Doctors no longer have to cut through much muscle; hip and knee replacement surgery is now a minimally invasive procedure.

Advances in new replacements

The basic purpose of a hip and knee replacement is creating a new surface. Those surfaces have changed a great deal; 40 years ago replacements lasted only 10 years, but changes in materials have increased their longevity.

“They were the same polyethylene but not compression molded,” he said. “If you look at the new types, it looks like only one molecule because all of these things have been compressed to the point that they are much stronger, less friction, and easier movement.”

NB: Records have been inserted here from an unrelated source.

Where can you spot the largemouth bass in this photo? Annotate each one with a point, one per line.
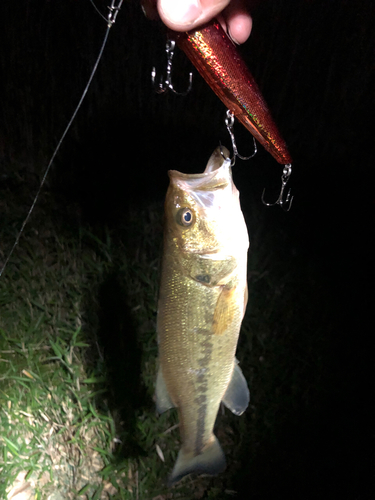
(202, 301)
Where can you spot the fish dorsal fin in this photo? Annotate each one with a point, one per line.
(163, 400)
(237, 395)
(217, 159)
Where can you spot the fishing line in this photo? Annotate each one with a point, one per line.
(110, 20)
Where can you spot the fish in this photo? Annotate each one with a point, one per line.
(217, 60)
(202, 301)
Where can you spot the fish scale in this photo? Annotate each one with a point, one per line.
(202, 299)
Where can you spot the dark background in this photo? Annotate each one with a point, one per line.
(314, 63)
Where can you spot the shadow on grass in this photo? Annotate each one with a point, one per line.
(117, 337)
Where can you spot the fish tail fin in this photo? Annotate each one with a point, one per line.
(211, 461)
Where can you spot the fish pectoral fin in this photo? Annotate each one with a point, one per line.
(237, 395)
(163, 400)
(211, 461)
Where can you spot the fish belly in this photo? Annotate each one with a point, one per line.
(196, 354)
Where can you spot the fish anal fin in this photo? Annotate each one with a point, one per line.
(237, 395)
(163, 400)
(211, 461)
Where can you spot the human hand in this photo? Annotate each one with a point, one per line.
(184, 15)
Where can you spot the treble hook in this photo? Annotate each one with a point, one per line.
(287, 171)
(167, 84)
(229, 121)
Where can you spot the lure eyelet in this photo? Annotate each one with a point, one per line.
(185, 217)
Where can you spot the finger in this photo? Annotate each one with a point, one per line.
(184, 15)
(238, 21)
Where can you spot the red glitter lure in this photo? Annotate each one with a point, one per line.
(217, 60)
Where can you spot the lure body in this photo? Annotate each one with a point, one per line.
(217, 60)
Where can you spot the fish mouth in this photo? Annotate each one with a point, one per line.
(217, 174)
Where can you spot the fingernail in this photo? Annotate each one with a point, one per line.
(181, 12)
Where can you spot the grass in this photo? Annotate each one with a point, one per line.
(78, 360)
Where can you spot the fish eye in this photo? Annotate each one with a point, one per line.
(185, 217)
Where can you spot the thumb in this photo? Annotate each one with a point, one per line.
(184, 15)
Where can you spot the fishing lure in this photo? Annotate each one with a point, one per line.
(217, 60)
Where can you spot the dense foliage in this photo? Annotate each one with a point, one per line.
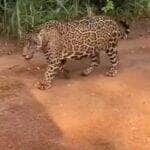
(16, 16)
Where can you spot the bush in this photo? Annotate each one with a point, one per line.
(17, 16)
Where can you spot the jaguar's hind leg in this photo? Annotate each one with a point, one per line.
(114, 60)
(65, 72)
(95, 62)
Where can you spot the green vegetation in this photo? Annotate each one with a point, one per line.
(17, 16)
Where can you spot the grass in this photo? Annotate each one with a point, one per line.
(17, 16)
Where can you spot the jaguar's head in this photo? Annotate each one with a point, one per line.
(32, 45)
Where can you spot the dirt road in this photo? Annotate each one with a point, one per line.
(81, 113)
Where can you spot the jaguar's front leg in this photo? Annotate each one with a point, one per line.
(50, 74)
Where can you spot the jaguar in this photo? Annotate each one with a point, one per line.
(86, 37)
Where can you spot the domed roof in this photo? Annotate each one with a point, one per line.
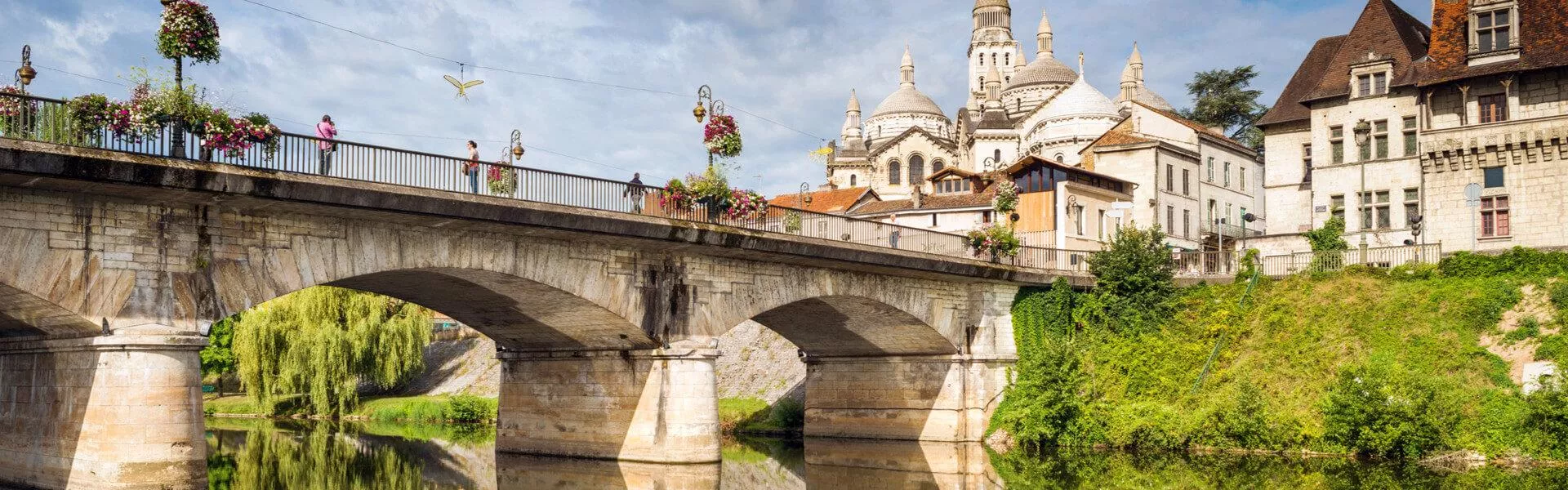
(908, 100)
(1043, 71)
(1080, 100)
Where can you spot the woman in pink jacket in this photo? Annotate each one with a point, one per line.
(327, 132)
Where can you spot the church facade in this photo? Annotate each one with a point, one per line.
(1015, 107)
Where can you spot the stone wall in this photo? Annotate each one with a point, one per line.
(110, 412)
(760, 363)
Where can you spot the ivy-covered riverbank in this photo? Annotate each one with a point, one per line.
(1363, 362)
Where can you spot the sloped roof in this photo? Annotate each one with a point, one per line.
(1542, 38)
(1305, 81)
(1385, 30)
(826, 202)
(929, 203)
(1196, 126)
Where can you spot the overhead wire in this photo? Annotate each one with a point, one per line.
(523, 73)
(366, 132)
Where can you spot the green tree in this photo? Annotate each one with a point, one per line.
(218, 359)
(325, 341)
(1223, 98)
(1134, 280)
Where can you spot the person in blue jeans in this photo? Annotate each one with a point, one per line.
(472, 168)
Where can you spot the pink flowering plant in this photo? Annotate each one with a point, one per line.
(993, 239)
(676, 197)
(722, 137)
(189, 32)
(745, 204)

Joints are now made of chrome cobalt, a special type of surgical steel, and the surfaces are “ultra high density compression molded polyethylene.

“About 25 years ago or so they started compressing these cushions and plastics and they made them far, far stronger,” he said. “They’re now lasting 25 – 35 years. We’re not quite sure because they only started a short period of time ago, but they are far more durable.”

The future

He’s encouraged by the possibilities from the UTRGV School of Medicine.

“Things are changing as we go year by year,” he said. “It is being developed right now. So we’re in the growing stages, but it’s very exciting and we have high hopes for it.”